What is the legal definition of legally blind?

What is the legal definition of legally blind?

If you’re legally blind, your vision is 20/200 or less in your better eye or your field of vision is less than 20 degrees. That means if an object is 200 feet away, you have to stand 20 feet from it in order to see it clearly. But a person with normal vision can stand 200 feet away and see that object perfectly.

What is considered legally blind for Social Security?

You may qualify for Social Security benefits or SSI payments if you’re blind. We consider you to be blind if your vision can’t be corrected to better than 20/200 in your better eye or if your visual field is 20 degrees or less in your better eye for a period that lasted or is expected to last at least 12 months.

What is the legal limit for blindness?

If you have a visual acuity of 20/200 or worse (after putting corrective lenses on), you are considered legally blind. If the glasses or contacts improve your visual acuity, you are not legally blind. A visual acuity of -4.00 is roughly equivalent to 20/400 vision.

What is legally blind vs blind?

Legally blind means a person has a corrected vision of 20/200 in their best-seeing eye. If visual aids such as glasses can correct a person’s vision to 20/20, they are not considered legally blind. Totally blind refers to a complete loss of sight.

What is the legal definition of blindness and the educational definition of blindness?

What is the Legal Definition of Blindness? Legal blindness occurs when a person has central visual acuity (vision that allows a person to see straight ahead of them) of 20/200 or less in his or her better eye with correction. A visual field of 20 degrees or less is considered to be legally blind.

How do you describe blindness?

Blindness is frequently used today to describe a severe visual decline in one or both eyes with the maintenance of some residual vision. Vision impairment, or low vision, means that even with eyeglasses, contact lenses, medicine, or surgery, someone doesn’t see well. Vision impairment can range from mild to severe.

Legally, blindness is defined as less than 20/200 vision in the better eye with glasses (vision of 20/200 is the ability to see at 20 feet only what the normal eye can see at 200 feet). A person with 20° or less vision (pinhole vision) is also legally blind.

What is the treatment for a legally blind person?

Treatments Treatments for legal blindness vary depending on the cause and the stage of the disease. For age-related eye diseases, it typically involves prescription medications or eye procedures to try to delay or keep the vision from worsening. For example, the goal of treatment for glaucoma is to reduce eye pressure.

How is visual acuity related to legal blindness?

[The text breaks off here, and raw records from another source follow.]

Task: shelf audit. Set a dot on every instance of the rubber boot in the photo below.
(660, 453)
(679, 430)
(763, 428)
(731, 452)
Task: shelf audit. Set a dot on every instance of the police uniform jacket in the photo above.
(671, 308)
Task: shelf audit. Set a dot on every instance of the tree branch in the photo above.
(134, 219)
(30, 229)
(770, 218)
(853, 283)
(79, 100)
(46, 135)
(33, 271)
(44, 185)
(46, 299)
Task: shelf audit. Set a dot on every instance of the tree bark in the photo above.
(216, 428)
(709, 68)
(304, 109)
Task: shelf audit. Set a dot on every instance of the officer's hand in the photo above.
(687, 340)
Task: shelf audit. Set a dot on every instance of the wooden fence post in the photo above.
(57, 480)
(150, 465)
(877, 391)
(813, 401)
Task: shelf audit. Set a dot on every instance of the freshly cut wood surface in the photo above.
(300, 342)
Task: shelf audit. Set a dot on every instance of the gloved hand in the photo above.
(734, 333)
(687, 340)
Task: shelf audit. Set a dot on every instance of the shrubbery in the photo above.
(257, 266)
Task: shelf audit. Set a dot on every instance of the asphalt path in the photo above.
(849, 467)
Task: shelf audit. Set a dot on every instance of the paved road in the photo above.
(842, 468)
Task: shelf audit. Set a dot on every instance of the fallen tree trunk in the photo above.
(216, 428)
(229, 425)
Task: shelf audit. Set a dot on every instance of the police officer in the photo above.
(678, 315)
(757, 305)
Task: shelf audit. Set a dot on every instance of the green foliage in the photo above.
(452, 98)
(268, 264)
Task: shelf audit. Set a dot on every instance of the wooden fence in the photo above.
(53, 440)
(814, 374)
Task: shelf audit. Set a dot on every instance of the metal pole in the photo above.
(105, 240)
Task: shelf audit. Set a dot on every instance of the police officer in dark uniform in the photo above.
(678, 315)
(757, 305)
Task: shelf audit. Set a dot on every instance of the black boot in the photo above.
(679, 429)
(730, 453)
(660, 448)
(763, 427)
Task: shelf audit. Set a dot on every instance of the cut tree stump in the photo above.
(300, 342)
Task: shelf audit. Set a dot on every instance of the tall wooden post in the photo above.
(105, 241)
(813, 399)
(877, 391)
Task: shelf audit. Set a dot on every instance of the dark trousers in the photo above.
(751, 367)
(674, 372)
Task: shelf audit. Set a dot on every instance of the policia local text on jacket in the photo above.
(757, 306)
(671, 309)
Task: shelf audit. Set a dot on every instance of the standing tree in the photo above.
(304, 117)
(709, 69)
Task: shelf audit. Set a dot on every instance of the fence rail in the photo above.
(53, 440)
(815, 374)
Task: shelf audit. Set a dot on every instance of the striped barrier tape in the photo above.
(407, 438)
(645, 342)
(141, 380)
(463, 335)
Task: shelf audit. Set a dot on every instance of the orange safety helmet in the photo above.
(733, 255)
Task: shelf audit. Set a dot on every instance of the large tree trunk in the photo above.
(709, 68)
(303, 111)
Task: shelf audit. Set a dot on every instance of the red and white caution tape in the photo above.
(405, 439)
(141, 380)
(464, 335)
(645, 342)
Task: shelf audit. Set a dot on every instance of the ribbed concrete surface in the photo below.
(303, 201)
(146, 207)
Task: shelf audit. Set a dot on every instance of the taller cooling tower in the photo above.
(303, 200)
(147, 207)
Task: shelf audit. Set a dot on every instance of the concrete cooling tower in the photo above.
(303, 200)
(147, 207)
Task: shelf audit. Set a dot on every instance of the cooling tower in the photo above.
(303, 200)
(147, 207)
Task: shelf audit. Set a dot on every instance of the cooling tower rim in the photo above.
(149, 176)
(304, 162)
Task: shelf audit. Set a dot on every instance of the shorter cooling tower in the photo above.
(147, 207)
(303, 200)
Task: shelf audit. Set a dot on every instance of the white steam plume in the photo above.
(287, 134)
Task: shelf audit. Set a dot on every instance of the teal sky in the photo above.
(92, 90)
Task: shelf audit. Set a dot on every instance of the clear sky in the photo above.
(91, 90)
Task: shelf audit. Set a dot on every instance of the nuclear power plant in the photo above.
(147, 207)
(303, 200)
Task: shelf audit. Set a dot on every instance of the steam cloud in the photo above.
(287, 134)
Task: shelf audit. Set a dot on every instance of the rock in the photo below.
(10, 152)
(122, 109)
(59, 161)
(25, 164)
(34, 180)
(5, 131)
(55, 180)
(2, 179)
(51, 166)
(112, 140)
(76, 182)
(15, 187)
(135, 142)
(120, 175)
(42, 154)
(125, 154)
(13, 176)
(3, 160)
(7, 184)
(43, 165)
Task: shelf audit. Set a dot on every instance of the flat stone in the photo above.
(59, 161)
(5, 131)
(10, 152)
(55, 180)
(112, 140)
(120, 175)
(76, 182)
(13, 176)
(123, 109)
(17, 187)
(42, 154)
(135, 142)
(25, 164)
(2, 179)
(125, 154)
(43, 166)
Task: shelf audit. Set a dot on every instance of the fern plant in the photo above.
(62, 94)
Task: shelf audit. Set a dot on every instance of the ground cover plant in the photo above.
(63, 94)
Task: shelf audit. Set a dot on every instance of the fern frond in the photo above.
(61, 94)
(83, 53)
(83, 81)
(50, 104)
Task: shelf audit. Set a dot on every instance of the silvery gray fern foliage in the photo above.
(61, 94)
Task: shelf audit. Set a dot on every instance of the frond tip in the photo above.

Part 1 of the U.S. definition of legal blindness states this about visual acuity: A visual acuity of 20/200 or less in the better-seeing eye with best conventional correction (meaning with regular glasses or contact lenses). This is a 20/200 visual acuity measurement, correlated with the Snellen Eye Chart (pictured above):

How is Blindness defined in the United States?

In the U.S., the standard definition of legal blindness is based on central visual acuity (what’s in front of you) and field of vision (what’s above, below and to the sides).